Michelle ha cucinato di proposito i funghi velenosi per far spirare la figlia? Valérie, sua figlia, la odia ferocemente, perché? Scopriremo che non le ha mai perdonato il fatto che si prostituiva per mantenerla, ma è avida nel volersi appropriare dei beni materiali della genitrice. Le chiede soldi, ha ereditato il suo appartamento parigino e si assicura di avere anche la casa in campagna. L’amica della protagonista occulta i misfatti del figlio, un delinquente desideroso di riscatto sociale. Persino il nipotino di Michelle si rivelerà un bugiardo. Vittime che diventano carnefici e poi ancora vittime e di nuovo carnefici. La vecchiaia rappresentata non è quella in cui ormai si è pacificati, ma è un turbinio di emozioni vitali e mortali, dove l’ineluttabilità delle scelte fatte nel passato non può essere cancellata.

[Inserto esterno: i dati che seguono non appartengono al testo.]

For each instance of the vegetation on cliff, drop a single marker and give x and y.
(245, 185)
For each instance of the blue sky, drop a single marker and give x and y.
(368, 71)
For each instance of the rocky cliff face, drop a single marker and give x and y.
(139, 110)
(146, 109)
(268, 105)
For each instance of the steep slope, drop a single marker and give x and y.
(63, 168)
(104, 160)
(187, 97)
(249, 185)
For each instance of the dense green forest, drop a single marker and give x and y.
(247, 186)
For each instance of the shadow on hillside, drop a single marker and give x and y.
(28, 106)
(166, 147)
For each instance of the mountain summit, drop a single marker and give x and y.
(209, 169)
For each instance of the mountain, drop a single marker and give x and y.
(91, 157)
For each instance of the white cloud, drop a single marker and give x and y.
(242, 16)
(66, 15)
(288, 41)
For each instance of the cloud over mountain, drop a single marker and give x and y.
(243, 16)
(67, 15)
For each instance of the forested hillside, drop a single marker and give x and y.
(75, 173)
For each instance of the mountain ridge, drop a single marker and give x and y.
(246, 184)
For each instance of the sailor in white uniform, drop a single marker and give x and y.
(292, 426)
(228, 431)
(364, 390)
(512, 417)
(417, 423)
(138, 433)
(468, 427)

È quasi un kammerspiel “Sotto le foglie”, Ozon azzera ogni spettacolo visivo, gioca con lo spettatore medio, che pregno di schemi interpretativi cattolici, si convince che la figlia sia oppressa da una madre che prostituendosi le ha rovinato la vita, ma prima di tale rivelazione Michelle sembra un personaggio positivo odiato ingiustamente dalla figlia. Tutto è mostruosamente aggrovigliato. Uomini che vengono utilizzati dalle donne per raggiungere i propri scopi, e come farlo quando a causa dell’età non si ha più potere sessuale? Tramite i soldi. Donne a loro volta sfruttate per la loro agiatezza economica. Madri usate per avere l’eredità, figlie che vengono annientate per vendetta. Una delle frasi più belle del film “Sinfonia d’autunno” di Ingmar Bergman recita: “non si finisce mai di essere una madre e una figlia”. Tale legame è una specie di ancestrale maledizione, per Ozon persino paranormale. Una volta morta (suicidio? omicidio? incidente?) Valérie apparirà a Michelle sottoforma di fantasma e continuerà a tormentarla sino alla morte. Non c’è amore in “Sotto le foglie”, nemmeno dove sembra essercene.

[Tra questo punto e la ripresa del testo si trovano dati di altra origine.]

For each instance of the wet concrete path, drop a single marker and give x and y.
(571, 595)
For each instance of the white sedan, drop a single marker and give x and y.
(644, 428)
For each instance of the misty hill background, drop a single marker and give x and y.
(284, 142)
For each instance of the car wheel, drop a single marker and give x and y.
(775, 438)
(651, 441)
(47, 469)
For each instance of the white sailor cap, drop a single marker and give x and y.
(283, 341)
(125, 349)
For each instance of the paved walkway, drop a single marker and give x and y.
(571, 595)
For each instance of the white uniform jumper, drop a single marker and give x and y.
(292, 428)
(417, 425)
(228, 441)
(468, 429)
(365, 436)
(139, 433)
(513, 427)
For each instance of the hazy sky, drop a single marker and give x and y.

François Ozon dimostra una maestria di scrittura stupefacente (la sceneggiatura non è tratta da un romanzo ed è scritta dal regista insieme a Philippe Piazzo), il suo è un film che cesella situazioni e personaggi con totale sensibilità e spregiudicatezza.
Uno studio di caratteri bergmaniano e chabroliano, una lente di ingrandimento che evidenzia le defezioni umane.
Una partitura musicale coinvolgente con cinque strumenti, dove ognuno dei punti di vista è ineccepibile.
Un dramma che si tinge di mistery, un mistery che si tinge di dramma.
Splendida l’interpretazione di Hélène Vincent (le attrici americane della sua stessa età avrebbero tanto da imparare da lei).